Sensör teknolojileri pek çok alanda pratik olarak kullanılabilmekte ve ciddi kazanımları olmaktadır. Sensör teknolojileri ile ortamların izlenmesi, doğal afetler (örneğin volkanik patlamalar, seller) konusunda uyarıda bulunulabilmekte ve bu sayede risk altında bulunan yerlerdeki sakinlerin tahliyesi yoluyla yaşam kaybı önlenebilmektedir (Weber & Weber, 2010: 118). Ayrıca çevresel izleme, e-sağlık, akıllı ulaşım sistemleri, askeri ve endüstriyel tesis izleme gibi çeşitli uygulama senaryolarında da sensör teknolojisi kullanılmaktadır (Atzori, Antonio, & Morabito, 2010: 2791).

2.4.4. Bulut Bilişim

Bulut bilişim, insanların bulundukları konumlarda, herhangi bir yazılım, işlem ve altyapıya gerek kalmadan hizmet sağlayabilen, en yeni ağ servisleri ve hizmet bilişimi ile ilgili uzun süredir yapılan araştırmalara dayanan bir kavramdır (Gökalp & Eren, 2016:280). Bulut bilişim, günümüzün dijital çağında internet, geniş bant, mobil cihazlar, son kullanıcılara yönelik daha iyi bant genişliği ve mobilite gereksinimlerinden dolayı yaygınlaşmaya başlamıştır (Gupta, Seetharaman, & Raj, 2013: 861). Bulut bilişimin en önemli özelliği konum serbestliği sağlamasıdır. Bu sistemde erişim için herhangi bir yapıya ihtiyaç duyulmamakta, internet erişiminin

olduğu her yerde ve her araçla erişim sağlayarak hizmetlerin daha esnek ve hızlı gerçekleştirildiği ve kaynakların kolaylıkla izlenebildiği, kontrol edilebildiği ve raporlanabildiği bir yapı söz konusu olmaktadır (Yıldız Ö. , 2010: 7).

Bulut bilişimin turizm sektörüne önemli katkıları bulunmaktadır. Akyol (2018), bulut bilişim ile turizm sektöründe sağlanabilecek avantajları şu şekilde sıralamaktadır:

• Esneklik: Turizm sektörü, yapısı itibariyle dönemsel yoğunluklar yaşamaktadır. Sektörün yoğun olmadığı dönemlerde bulut bilişim sayesinde kaynak kullanımı azaltılabilmekte ve maliyetler düşürülebilmektedir.

• Mobilite (Hareketlilik): Günümüzde teknolojinin her alanda insanların hayatında olması pek çok işlemi bu teknolojik araçlarla yapmalarına olanak sağlamaktadır.
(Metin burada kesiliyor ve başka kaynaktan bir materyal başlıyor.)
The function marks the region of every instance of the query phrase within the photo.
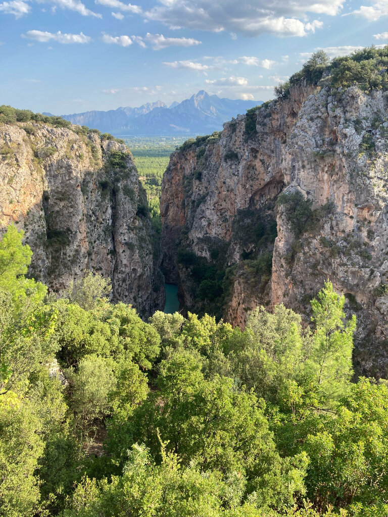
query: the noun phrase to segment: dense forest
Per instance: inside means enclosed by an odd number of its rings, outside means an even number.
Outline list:
[[[91,272],[59,296],[0,242],[2,517],[383,516],[388,385],[355,379],[355,317],[326,282],[311,326],[142,321]]]
[[[125,139],[147,194],[157,249],[161,230],[159,200],[163,174],[169,164],[170,155],[186,139],[186,136],[134,136]]]

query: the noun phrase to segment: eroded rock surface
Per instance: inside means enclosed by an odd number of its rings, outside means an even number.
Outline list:
[[[0,226],[34,251],[30,273],[58,291],[86,269],[144,316],[162,307],[145,193],[127,148],[79,127],[0,126]],[[118,160],[118,161],[117,161]]]
[[[360,371],[386,372],[387,108],[388,92],[302,84],[176,151],[162,186],[161,263],[183,305],[206,306],[196,257],[226,271],[222,314],[242,327],[260,303],[282,302],[307,321],[329,278],[357,315]],[[295,192],[311,202],[300,232],[278,200]]]

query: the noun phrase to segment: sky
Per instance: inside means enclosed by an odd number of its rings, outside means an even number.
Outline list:
[[[0,104],[265,101],[318,49],[388,44],[387,22],[388,0],[0,0]]]

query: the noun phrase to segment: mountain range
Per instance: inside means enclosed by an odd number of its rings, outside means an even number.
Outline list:
[[[72,124],[114,135],[195,134],[222,129],[224,122],[262,101],[220,99],[203,90],[169,107],[157,101],[140,108],[63,115]]]

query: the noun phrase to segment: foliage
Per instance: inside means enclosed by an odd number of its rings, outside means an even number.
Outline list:
[[[115,384],[112,368],[102,357],[87,355],[81,359],[77,371],[71,367],[65,375],[69,407],[77,424],[88,430],[94,419],[103,417],[110,408],[109,396]]]
[[[245,330],[146,323],[90,273],[37,295],[22,237],[0,243],[2,515],[387,514],[388,384],[352,383],[355,320],[330,282],[311,329],[282,305]],[[208,292],[220,271],[196,258]]]
[[[62,297],[68,298],[71,303],[90,311],[98,307],[100,299],[109,294],[111,287],[110,280],[86,270],[83,278],[70,281],[62,293]]]
[[[317,84],[324,73],[328,76],[325,84],[333,88],[348,88],[356,85],[367,93],[372,89],[388,88],[388,46],[378,49],[366,47],[348,56],[330,61],[324,51],[312,54],[302,70],[293,74],[286,83],[280,83],[274,90],[277,99],[287,98],[290,87],[305,81]]]
[[[311,320],[316,326],[314,361],[318,367],[318,382],[332,399],[342,394],[353,374],[351,358],[356,317],[353,315],[350,321],[344,322],[345,303],[345,297],[339,296],[329,281],[311,300]]]
[[[291,229],[297,238],[306,230],[312,215],[311,200],[305,199],[299,190],[286,191],[278,197],[278,203],[282,207],[289,222]]]

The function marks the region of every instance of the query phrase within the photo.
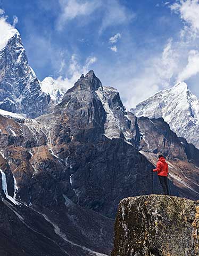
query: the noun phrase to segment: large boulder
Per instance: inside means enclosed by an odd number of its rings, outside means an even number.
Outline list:
[[[120,203],[112,256],[199,255],[199,203],[151,195]]]

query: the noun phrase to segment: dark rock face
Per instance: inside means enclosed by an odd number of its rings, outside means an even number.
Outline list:
[[[123,199],[112,256],[198,254],[198,204],[165,196]]]
[[[136,118],[134,122],[137,127],[136,141],[140,152],[154,165],[159,154],[167,157],[169,179],[175,185],[171,184],[172,195],[198,199],[199,150],[185,139],[177,137],[162,118]],[[157,182],[154,180],[154,192],[159,193],[156,189]]]
[[[0,255],[110,254],[113,220],[81,208],[67,198],[58,211],[14,205],[5,199],[0,206]]]
[[[159,152],[167,153],[173,183],[184,175],[186,187],[171,183],[174,195],[195,198],[199,192],[197,150],[163,120],[138,119],[126,111],[117,90],[103,87],[93,71],[81,76],[50,114],[36,119],[0,115],[0,148],[9,194],[13,196],[14,176],[16,200],[27,207],[13,210],[26,220],[39,212],[41,226],[34,223],[32,228],[48,237],[51,231],[40,229],[49,223],[67,255],[110,254],[109,218],[114,218],[119,201],[161,193],[151,171]],[[2,191],[6,203],[4,196]]]
[[[0,108],[35,118],[46,112],[50,99],[42,92],[16,30],[0,50]]]

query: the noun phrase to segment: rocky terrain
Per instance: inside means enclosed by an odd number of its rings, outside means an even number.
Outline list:
[[[123,199],[112,256],[198,255],[198,203],[165,196]]]
[[[179,137],[199,148],[199,100],[185,83],[157,92],[131,111],[138,117],[163,118]]]
[[[198,198],[198,150],[163,119],[126,111],[93,71],[64,95],[40,82],[15,29],[0,52],[4,255],[110,255],[120,201],[162,192],[151,170],[160,153],[172,195]]]
[[[50,90],[46,80],[42,83],[42,90],[16,29],[12,30],[4,43],[0,45],[0,108],[30,118],[46,112],[51,105],[59,102],[63,92]]]

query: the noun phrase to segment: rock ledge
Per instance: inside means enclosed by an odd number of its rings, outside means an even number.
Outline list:
[[[121,201],[112,256],[199,255],[199,201],[167,196]]]

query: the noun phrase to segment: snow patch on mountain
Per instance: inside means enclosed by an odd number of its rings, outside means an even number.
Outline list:
[[[3,32],[0,35],[1,50],[6,46],[10,38],[13,37],[16,34],[19,34],[19,33],[17,29],[14,28],[11,25],[6,22],[4,19],[2,19],[0,21],[0,27],[2,28],[1,29],[1,31]]]
[[[179,137],[199,148],[199,100],[185,82],[157,92],[131,111],[138,117],[163,118]]]
[[[99,87],[95,92],[106,113],[105,136],[112,139],[119,138],[123,135],[126,142],[131,144],[132,135],[130,129],[130,121],[126,115],[117,90],[104,86]]]
[[[51,99],[55,104],[59,104],[61,102],[65,92],[60,89],[58,83],[52,77],[45,77],[40,82],[40,85],[42,91],[46,94],[48,94],[51,96]]]

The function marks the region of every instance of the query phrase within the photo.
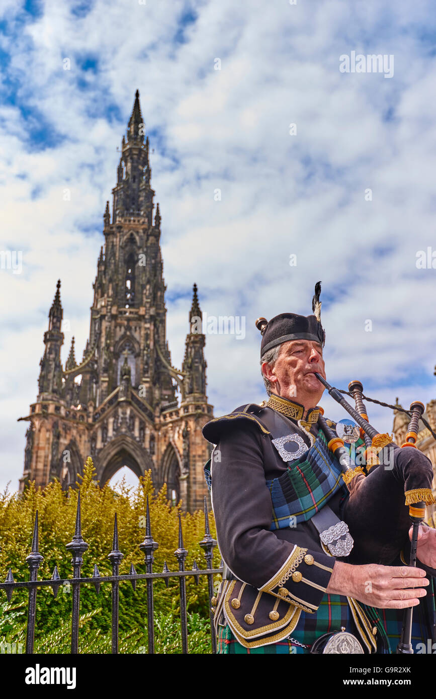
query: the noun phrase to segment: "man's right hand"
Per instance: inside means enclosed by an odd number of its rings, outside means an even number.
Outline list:
[[[427,594],[426,575],[422,568],[409,565],[351,565],[336,561],[326,591],[380,609],[405,609],[419,605]]]

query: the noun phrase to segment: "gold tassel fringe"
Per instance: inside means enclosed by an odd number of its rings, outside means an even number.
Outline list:
[[[435,505],[436,500],[430,488],[416,488],[416,490],[407,490],[406,505],[414,505],[416,503],[425,503],[426,505]]]
[[[361,466],[356,466],[356,468],[347,468],[344,473],[342,473],[342,480],[345,485],[348,485],[350,481],[353,480],[356,476],[358,476],[359,473],[361,473],[364,476],[365,471]]]
[[[376,435],[372,439],[372,446],[377,449],[383,449],[384,447],[387,447],[391,442],[393,442],[393,435],[389,436],[387,433],[385,433],[382,435]]]

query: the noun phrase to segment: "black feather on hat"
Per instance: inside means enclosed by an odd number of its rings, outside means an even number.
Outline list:
[[[308,340],[324,346],[326,333],[321,324],[320,295],[321,282],[317,282],[312,301],[314,315],[280,313],[268,322],[265,318],[258,318],[256,326],[262,333],[261,356],[268,350],[291,340]]]

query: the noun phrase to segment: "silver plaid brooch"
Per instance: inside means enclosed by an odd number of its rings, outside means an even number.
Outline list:
[[[354,543],[344,521],[337,522],[326,529],[319,535],[319,538],[332,556],[348,556]]]
[[[284,461],[293,461],[300,459],[309,447],[300,435],[290,434],[284,437],[277,437],[272,440],[272,444]]]

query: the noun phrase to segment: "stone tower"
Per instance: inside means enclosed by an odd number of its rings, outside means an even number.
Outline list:
[[[24,468],[44,486],[74,484],[91,456],[101,484],[123,466],[140,476],[151,469],[158,489],[183,507],[203,506],[203,466],[210,446],[201,428],[212,416],[206,395],[205,336],[196,285],[182,370],[171,364],[166,340],[161,215],[150,186],[149,140],[139,93],[122,142],[117,184],[103,215],[89,338],[76,361],[74,338],[63,368],[60,280],[44,333],[38,394],[27,420]],[[178,391],[177,390],[178,387]]]

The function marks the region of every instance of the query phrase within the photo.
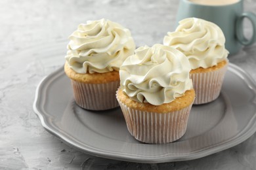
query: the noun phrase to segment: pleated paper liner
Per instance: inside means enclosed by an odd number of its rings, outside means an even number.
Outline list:
[[[186,132],[192,103],[181,110],[167,113],[142,111],[128,107],[117,97],[128,131],[146,143],[167,143],[178,140]]]
[[[119,106],[116,92],[120,82],[104,84],[85,84],[71,80],[75,103],[79,107],[92,110],[104,110]]]
[[[228,65],[214,71],[190,73],[196,92],[194,104],[209,103],[219,97]]]

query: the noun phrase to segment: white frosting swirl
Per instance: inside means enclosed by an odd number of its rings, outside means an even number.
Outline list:
[[[79,24],[69,39],[65,58],[78,73],[119,71],[135,50],[130,31],[105,19]]]
[[[167,33],[163,44],[183,52],[192,69],[208,68],[226,59],[225,37],[216,24],[196,18],[184,19],[179,24],[175,31]]]
[[[160,105],[192,88],[188,59],[171,46],[142,46],[120,67],[121,88],[131,99]]]

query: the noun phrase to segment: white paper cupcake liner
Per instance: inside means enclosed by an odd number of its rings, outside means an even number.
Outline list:
[[[104,84],[85,84],[71,80],[75,103],[88,110],[103,110],[119,106],[116,92],[119,81]]]
[[[138,141],[154,144],[171,143],[186,132],[192,103],[179,110],[158,113],[129,108],[117,99],[128,131]]]
[[[209,103],[219,97],[227,67],[228,64],[215,71],[190,74],[196,92],[194,104]]]

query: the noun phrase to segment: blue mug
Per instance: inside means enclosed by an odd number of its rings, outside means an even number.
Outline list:
[[[218,1],[223,2],[223,4],[216,4]],[[216,24],[225,36],[226,48],[230,54],[234,54],[239,52],[242,45],[251,45],[256,41],[256,15],[251,12],[244,12],[243,0],[229,1],[233,2],[225,3],[224,0],[181,0],[176,25],[178,25],[180,20],[190,17]],[[210,4],[211,2],[213,4]],[[243,31],[243,21],[245,18],[251,22],[253,29],[253,33],[249,39],[244,36]]]

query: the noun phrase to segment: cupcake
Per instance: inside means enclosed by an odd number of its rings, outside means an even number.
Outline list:
[[[79,24],[69,39],[64,71],[75,103],[93,110],[118,107],[119,67],[135,49],[130,31],[102,19]]]
[[[216,99],[221,92],[228,60],[225,37],[216,24],[196,18],[179,22],[174,32],[168,32],[163,44],[185,54],[192,71],[190,76],[196,91],[194,104]]]
[[[116,97],[136,139],[167,143],[184,134],[195,98],[190,69],[182,52],[162,44],[139,47],[124,61]]]

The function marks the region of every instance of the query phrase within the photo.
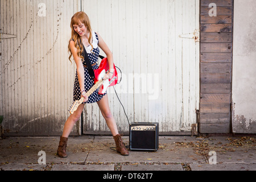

Google verilerine göre 2017 yılında tüketicilerin % 80’e yakını seyahat planlamalarındaki kararlarını verirlerken mobil uygulamaları kullanmakta ve yine karar aşaması sonrası seyahatle ilgili işlemlerini akıllı telefonlar üzerinden mobil uygulamalar kullanarak yapmaktadırlar. Bulut bilişim bu uygulamaların kullanılarak süreçlerin daha hızlı ve esnek olmasını sağlamaktadır.

• Güvenlik: Turizm işletmelerinde verilerin elde edilmesi, analizi ve organize edilmesi kadar güvenliği de büyük öneme sahiptir. Veri güvenliği işletmeler tarafından yapılmasına görece bulut bilişim teknolojilerinde daha iyi sağlanmaktadır. Böylece turizm işletmeleri, veri güvenliği konusunu bulut bilişim teknolojilerine devrederek asıl ilgilenmeleri gereken verilerin sonuçlarına göre yönetim işini yapabilmektedir.

• Analiz: Bulut bilişim teknolojisinde saklanan veriler bu sistemlerle entegre çalışan uygulamalar kullanılarak analiz edilebilmektedir.

• Senkronizasyon: Teknolojinin kullanılarak verilerin toplanması sosyal medya, web siteleri, RFID, nesnelerin interneti gibi farklı kanallar aracılığıyla olmakta, bulut bilişim sayesinde toplanan bilgiler tek bir merkezde bir araya getirilerek sürekli senkronizasyon sağlanmaktadır.

2.4.5. Büyük Veri

Teknolojinin gelişimi tüketici davranışlarını değiştirmiş işletmelerde buna ayak uydurabilmek için teknolojiyi yoğun bir şekilde kullanmaya başlamışlardır. Büyük veri özellikle deneyime dayalı bir sektör olan turizmde önemli bir konu olarak görülmektedir. Ancak teknoloji araçları olan RFID, nesnelerin interneti gibi pek çok kanaldan gelen verilerin yönetilmesi de bu verilerin elde edilmesi kadar ilgilenilmesi gereken bir konudur. Büyük veri kavramı günümüzde çok fazla alandan gelen verilerin yönetilebilmesi amacından doğmuştur.

Büyük veri kavramından önce işletmelerde, bilgiler klasik ilişkisel veri tabanlarında tutularak raporlar elde edilmekteydi. Ancak verilerin zaman içerisinde fazlalaşması, veri tabanlı sistemlerde bazı karmaşık ilişkilendirmelerin yapılamamasına ve verilerin sınıflandırılamamasına, dolayısıyla etkin raporlar alınamamasına neden olmaktadır (Netvent, 2018). Kavram, ikibinli yıllarda endüstri analisti olan Doug Laney’in büyük veriyi hacim, hız ve çeşitlilik kelimelerinden oluşan 3V olarak tanımlamasıyla ivme kazanarak yaygınlaşmaya başlamıştır. 3V ile veriler yeni teknolojiler ile depolanabilmekte, bilgi akışı hızlı gerçekleşmekte, işletme ve zaman kayıpları azalmakta ve tüm veri çeşitleri geleneksel sayısal verilerin yerini almaktadır. Dolayısıyla veriler daha işlevli hale gelerek yönetilmesi kolaylaşmakta ve yöneticilerin karar alma süreçlerine önemli katkıları olmaktadır.

Turizm sektörü için veriler ve verilerin yönetilebilmesi büyük öneme sahiptir. Sektörde büyük veri; müşteri ilişkileri, satış-rezervasyon, çağrı merkezleri, basın bültenleri ve web siteleri gibi geleneksel dağıtım kanallarının yanı sıra sosyal medya, RFID, nesnelerin interneti gibi yeni teknolojilerden de elde edilmektedir (Esen & Türkay, 2017: 95). Bu kapsamda büyük verilerin turizmde kullanımı, işletmelerin daha akıllı bir pozisyonda konumlanmasına yardımcı olmaktadır.